SPORT1: Im WM-Kader befinden sich einige Spieler, die in der italienischen Handball-Liga unterwegs sind. Gibt es dort überhaupt professionelle Strukturen?

Ebner: Die Strukturen sind gewachsen, aber es ist trotzdem so, dass wir daran interessiert sind, dass die besten Spieler ins Ausland gehen. Dort können sie sich noch besser entwickeln. Aber die italienische Liga macht sich immer besser, es muss alles nur noch etwas nachhaltiger werden. Wenn wir als Nationalteam gut performen, dann wird das auch für die Liga gut sein.

SPORT1: Der legendäre DHB-Keeper Henning Fritz gab 2023 in der ersten italienischen Liga im Alter von 49 Jahren für den SSV Bozen ein Kurz-Comeback. Wie fanden Sie das?

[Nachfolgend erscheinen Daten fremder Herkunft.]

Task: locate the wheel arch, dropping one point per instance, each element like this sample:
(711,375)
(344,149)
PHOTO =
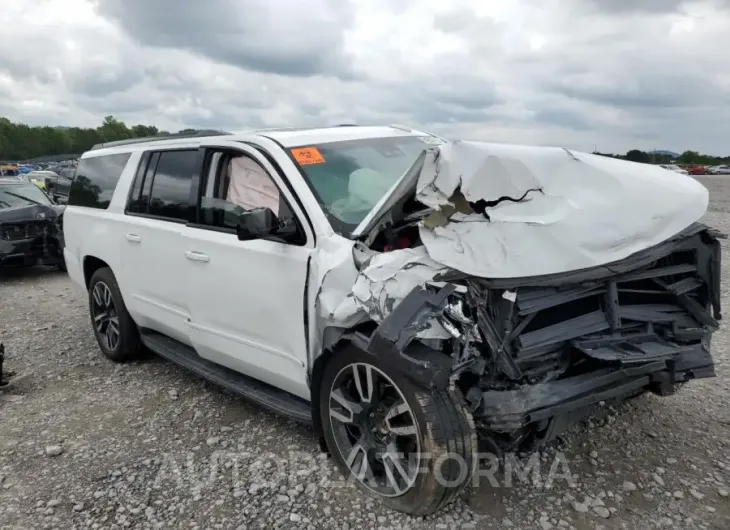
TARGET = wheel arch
(92,264)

Ebner: Das war super cool. Er hat damals viel Aufmerksamkeit auf sich gezogen, das war eine große Sache für den italienischen Handball. Ich habe das Spiel live in der Halle verfolgt und bin ohnehin großer Henning-Fritz-Fan. Er ist durch die WM 2007 zu meinem Vorbild geworden.

SPORT1: Wann wäre die WM für die italienische Mannschaft erfolgreich?

Ebner: Wenn wir einen Sieg holen, dann wäre das schon ein großer Erfolg - wobei schon die Qualifikation für uns traumhaft war. Der Einzug in die Hauptrunde wäre die Kirsche auf der Torte.